Participation of CREB3 transcription factors in cell differentiation models

L. SAMPIERI; M. BISBAL; P. DI GIUSTO; C. ALVAREZ

Sorento

Congreso; The 2018 Golgi meeting: Membrane trafficking in cell organization and homeostasis. 15-19 October 2018 I Sorrento, Italy.; 2018

Federation of European Biochemical Societies (FEBS).
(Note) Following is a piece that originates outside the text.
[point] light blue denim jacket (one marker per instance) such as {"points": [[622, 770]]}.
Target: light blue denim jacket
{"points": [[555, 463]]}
CREB3 family of bZip transcription factors show tissue-specific expression patterns. Although they have been described to participate in cell differentiation in various tissues by regulating the secretory machinery, very little is known about their role in the nervous system. Our goal is to analyze the regulation of the secretory pathway and the participation of CREB3 factors in cell development and differentiation models, specifically in neuronal cells. We are working on two models: PC12 cells, which can differentiate to neuron-like cells upon treatment with NGF, and hippocampal cells in culture obtained from rat embryos. We show that NGF induces a time- dependent increase in protein levels of different markers of the early secretory pathway. Moreover, NGF increases significantly mRNA and protein levels of CREB3L2,while other members of the CREB3 family do not respond the same way. The NGF-induced effect on CREB3L2 is abolished when cells are incubated with U0126 and H89, pharmacological inhibitors of MEK1 and MEK2 MAP kinases and PKA, respectively. Inhibition of CREB3L2 expression by shRNA reduces the number of neurites induced by NGF treatment. Furthermore, immunofluorescences of hippocampal neurons in culture show an increase in the levels of CREB3L2 at different days in vitro (DIV). Changes in other CREB3 members need to be explored in these cells. Taken together, our data suggest that: a) CREB3L2 transcription factor accompanies the differentiation process in neuronal cells; b) increase in CREB3L2 is both MEK/ERK and PKA dependent, proposing a dual regulation of this factor, c) CREB3L2 may contribute to the process of neurite formation in PC12 cells. Further analyses are needed to investigate the molecular mechanisms underlying these changes and to elucidate the specific function of CREB3 family in both models.